Suhartoyo mengaku bingung dengan permohonan Partai Garuda karena isi permohonan yang dibacakan saat sidang berbeda dengan berkas yang dipegang oleh panel hakim berbeda. Adapun caleg pemohon dan dapil yang dipermasalahkan antara berkas yang dibacakan dengan berkas yang dipegang oleh hakim MK berbeda.

"Jadi yang dipegang MK adalah permohonan tertanggal 5 Juli 2019. Jika di luar itu, MK tidak mengakui," ujar Suhartoyo, dalam sidang pendahuluan sengketa hasil Pileg 2019, di Gedung Mahkamah Konstitusi, Jakarta, Rabu.

Suhartoyo memperingatkan pemohon untuk memperhatikan batas waktu permohonan, sebab jika sudah melewati tenggat waktu akan dikesampingkan mengingat tenggat waktu merupakan syarat formil untuk mengajukan permohonan.
Baca juga: Hakim MK pertanyakan tenggat waktu permohonan caleg Gerindra

Hakim Konstitusi Wahiduddin Adams mempertanyakan model permohonan yang diajukan Partai Berkarya atas nama partai politik (parpol) atau perseorangan.

"Mohon pasca ini diperbaiki. Batasnya sampai sebelum pemeriksaan persidangan. Kalau melampaui itu tidak bisa," ujar Wahiduddin.
Baca juga: MK sidangkan sengketa pileg dari sembilan provinsi

Sedangkan Hakim Konstitusi Suhartoyo mengkritisi permohonan Partai Hanura karena banyak kesalahan penulisan yang dilakukan.

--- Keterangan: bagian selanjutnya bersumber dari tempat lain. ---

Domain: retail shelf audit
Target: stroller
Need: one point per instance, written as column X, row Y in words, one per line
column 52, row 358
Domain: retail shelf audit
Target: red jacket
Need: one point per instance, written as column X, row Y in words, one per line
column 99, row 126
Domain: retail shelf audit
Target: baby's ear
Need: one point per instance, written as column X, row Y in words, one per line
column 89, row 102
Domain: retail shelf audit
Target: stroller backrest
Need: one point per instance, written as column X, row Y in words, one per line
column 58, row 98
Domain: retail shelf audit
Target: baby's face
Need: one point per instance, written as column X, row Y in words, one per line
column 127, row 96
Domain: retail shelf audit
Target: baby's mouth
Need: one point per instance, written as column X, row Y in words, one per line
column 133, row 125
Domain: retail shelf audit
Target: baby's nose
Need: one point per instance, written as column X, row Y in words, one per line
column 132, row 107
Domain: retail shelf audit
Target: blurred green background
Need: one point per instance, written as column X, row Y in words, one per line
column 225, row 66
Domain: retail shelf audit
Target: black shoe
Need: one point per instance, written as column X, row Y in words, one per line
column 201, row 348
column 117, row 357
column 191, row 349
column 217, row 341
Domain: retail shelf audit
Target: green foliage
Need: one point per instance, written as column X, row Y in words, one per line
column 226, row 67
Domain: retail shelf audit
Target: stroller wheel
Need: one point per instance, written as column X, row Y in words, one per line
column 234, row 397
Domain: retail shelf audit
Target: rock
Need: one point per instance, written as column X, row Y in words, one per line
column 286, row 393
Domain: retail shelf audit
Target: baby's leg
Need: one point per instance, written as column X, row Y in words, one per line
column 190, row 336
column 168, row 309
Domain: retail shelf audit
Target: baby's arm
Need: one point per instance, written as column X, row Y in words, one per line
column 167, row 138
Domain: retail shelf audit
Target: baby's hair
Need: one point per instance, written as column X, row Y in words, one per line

"Pemohon mengaku sebagai permohonan perseorangan, namun yang terbaca kenapa seperti sengketa antarparpol," tanya Suhartoyo.

Permohonan Partai Hanura ini mempermasalahkan perolehan suara Dapil 4 Halmahera Selatan. Mereka meminta Pemungutan Suara Ulang (PSU) di Kecamatan Obi Timor, Kecamatan Obi Selatan, dan Kecamatan Obi Mayor.